Aiming high: Plymouth’s plan for the Class of 2020

Plymouth’s children and young people look set to benefit from an exciting new plan for education.

Schools, academies and nurseries are being asked to join a partnership with the Council as part of a bold move to drive up improvements through more collaboration and support across education in the city.

The Plan for Education is being unveiled at Cabinet on January 16 and sets out a vision of what the class of 2020 to look like. The plan wants schools to:
• Increase the proportion of pupils gaining a good GCSE in English and maths to be in line with or exceed national average
• Reduce the gaps in attainment between disadvantaged and non-disadvantaged pupils by 50 per cent at the end of KS4
• Raise the attainment of boys by 10 per cent by the end of KS4
•Increase the achievement of pupils with special educational needs

As well as raising standards, the Plan for Education will focus on planning for pupil growth, developing an improved more integrated system for pupils with Special Educational Needs , skills and STEM ( science, technology, engineering and maths) – educating and preparing the workforce of the future and creating a strong system through partnership.

Councillor Terri Beer, Cabinet Member for Children and Young People said: “We are really excited by this as it’s an opportunity to drive up standards across the board for all children and young people – whatever school they go to. We have been talking to schools for some time now about how this could work and what they would need to drive up attainment and vitally, aspirations, so that all our children and young people thrive and get the best education they can.”

Details of how the partnership will work are currently being discussed with schools,  A city education board would have oversight of the plan.

The plan is being put together to improve attainment level across the city. There have been some improvements but by the end of KS4, results remain below the national average in attainment and progress.

At Post-16 the percentage of pupils achieving three or more ‘A’ Levels grades A*-E – again below the national average. Disadvantaged pupils attain less well than non-disadvantaged pupils.

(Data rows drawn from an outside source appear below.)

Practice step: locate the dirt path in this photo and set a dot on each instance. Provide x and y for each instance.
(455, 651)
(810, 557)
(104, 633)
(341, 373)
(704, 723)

Attainment of children with special educational needs or shows that at key stages 1 and 2, pupils broadly attained at or above pupils with the same starting points, but by the end of KS4 SEND pupils broadly attain less well compared to all pupils with similar starting points.

Assistant Director for Education, Participation and Skills Judith Harwood said: “We need to do something differently to make the step-change that the schools need to get the best they can out of our children and young people. This is not just about better results, but about raising ambition and giving our young people the right skills to go out into the world of work and further education with confidence.”

The partnership would mean schools and other education settings could access expert support to help them improve attainment levels and raise aspirations in our young people. It would also explore using innovation to address issues.
Under the proposal, the Plan for Education outlines three key roles for the Council. They are to
• Champion the interests of parents and pupils by monitoring and challenging the work of all providers and schools. Through stewardship, parents and pupils will have their voices clearly heard and their interests effectively met.
• Commission a range of services and educational provision from a range of providers, including early years’ settings, schools and health, as a means of securing improved outcomes for all learners.
• Collaboration: to promote and organise ways in which schools and the council can collaborate and work in partnership with providers to secure improvement through networks and cooperative trusts. Through integration, where feasible it will promote a shared vision of aspiration and reduce inequality.

The Cabinet is being asked to support the principle of the Plan for Education and to continue discussions with all schools about how this could work. The majority of schools have indicated that they support the plan and would be fully involved in shaping its direction over the coming months.